# T is onto $\mathbb R^m$ iff the columns of A span [closed]

i need to proof why $T$ is onto $\mathbb R^m$ iff the columns of $A$ span if the columns are Linearly independent $T$ is onto..

-

## closed as off-topic by 900 sit-ups a day, daw, J. W. Perry, RecklessReckoner, Jyrki LahtonenJul 16 at 7:03

This question appears to be off-topic. The users who voted to close gave this specific reason:

• "This question is missing context or other details: Please improve the question by providing additional context, which ideally includes your thoughts on the problem and any attempts you have made to solve it. This information helps others identify where you have difficulties and helps them write answers appropriate to your experience level." – 900 sit-ups a day, daw, J. W. Perry, RecklessReckoner, Jyrki Lahtonen
If this question can be reworded to fit the rules in the help center, please edit the question.

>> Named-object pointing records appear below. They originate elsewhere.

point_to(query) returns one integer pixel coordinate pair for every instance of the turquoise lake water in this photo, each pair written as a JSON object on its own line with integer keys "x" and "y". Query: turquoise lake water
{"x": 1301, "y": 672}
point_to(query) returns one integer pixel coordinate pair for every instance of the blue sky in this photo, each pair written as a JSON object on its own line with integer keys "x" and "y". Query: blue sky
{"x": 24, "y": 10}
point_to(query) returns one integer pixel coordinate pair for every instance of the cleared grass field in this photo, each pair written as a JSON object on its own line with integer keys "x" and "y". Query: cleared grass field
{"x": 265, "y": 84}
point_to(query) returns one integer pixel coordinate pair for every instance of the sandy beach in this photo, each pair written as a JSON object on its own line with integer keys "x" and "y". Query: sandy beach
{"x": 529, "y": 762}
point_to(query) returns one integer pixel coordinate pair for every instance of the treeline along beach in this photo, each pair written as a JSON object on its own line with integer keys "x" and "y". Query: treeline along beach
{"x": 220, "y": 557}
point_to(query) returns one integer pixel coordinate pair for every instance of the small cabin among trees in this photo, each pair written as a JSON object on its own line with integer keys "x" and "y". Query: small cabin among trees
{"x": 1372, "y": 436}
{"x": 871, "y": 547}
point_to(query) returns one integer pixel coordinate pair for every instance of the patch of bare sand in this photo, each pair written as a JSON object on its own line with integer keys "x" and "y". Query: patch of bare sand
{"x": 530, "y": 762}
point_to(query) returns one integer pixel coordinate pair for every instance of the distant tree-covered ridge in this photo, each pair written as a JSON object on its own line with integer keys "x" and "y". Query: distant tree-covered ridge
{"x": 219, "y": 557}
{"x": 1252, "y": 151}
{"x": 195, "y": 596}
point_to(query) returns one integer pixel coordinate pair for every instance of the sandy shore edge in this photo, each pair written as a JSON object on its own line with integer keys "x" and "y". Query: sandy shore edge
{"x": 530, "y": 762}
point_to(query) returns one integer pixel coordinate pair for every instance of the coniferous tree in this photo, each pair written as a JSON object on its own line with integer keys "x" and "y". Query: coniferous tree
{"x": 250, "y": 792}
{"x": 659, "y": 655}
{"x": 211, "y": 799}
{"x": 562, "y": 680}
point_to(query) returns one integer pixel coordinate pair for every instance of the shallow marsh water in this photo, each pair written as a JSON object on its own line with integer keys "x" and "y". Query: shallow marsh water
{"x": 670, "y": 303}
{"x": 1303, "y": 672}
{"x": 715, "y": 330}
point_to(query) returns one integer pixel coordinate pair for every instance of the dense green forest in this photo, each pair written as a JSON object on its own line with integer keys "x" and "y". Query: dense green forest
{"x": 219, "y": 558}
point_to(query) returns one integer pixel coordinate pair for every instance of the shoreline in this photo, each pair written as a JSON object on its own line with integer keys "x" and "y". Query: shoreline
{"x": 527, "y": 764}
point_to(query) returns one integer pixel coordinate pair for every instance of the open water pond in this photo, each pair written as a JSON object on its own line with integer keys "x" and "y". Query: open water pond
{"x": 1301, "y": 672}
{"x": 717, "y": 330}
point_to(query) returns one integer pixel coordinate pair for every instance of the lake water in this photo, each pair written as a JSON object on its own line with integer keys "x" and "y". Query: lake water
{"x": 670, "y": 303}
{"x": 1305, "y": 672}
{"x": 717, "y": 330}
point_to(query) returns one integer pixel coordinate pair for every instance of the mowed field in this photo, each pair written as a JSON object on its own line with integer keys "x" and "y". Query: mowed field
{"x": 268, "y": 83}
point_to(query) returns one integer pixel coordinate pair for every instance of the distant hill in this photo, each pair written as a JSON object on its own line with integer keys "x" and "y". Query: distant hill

It's not clear to me what your question is - iff the columns of $A$ span what? Also, what is $T$ and what is $A$. –  Joe Tait Mar 18 '13 at 17:37
I think he means that $T$ is given by an $m\times n$ matrix, and he needs to show that it is onto $\mathbb{R}^m$ iff the columns of $A$ span $\mathbb{R}^m$. But yes, a little more effort and clarity would be nice... –  Lepidopterist Mar 18 '13 at 17:44

It's useful to realize that a matrix times a vector, $Tx$, can be represented as $$Tx=x^{(1)}t_1+x^{(2)}t_2+\cdots+x^{(n)}t_n.$$Here $t_i$ represents the i-th column of $T$ and $x^{(i)}$ the i-th component of the vector $x$. Can you finish the proof knowing this?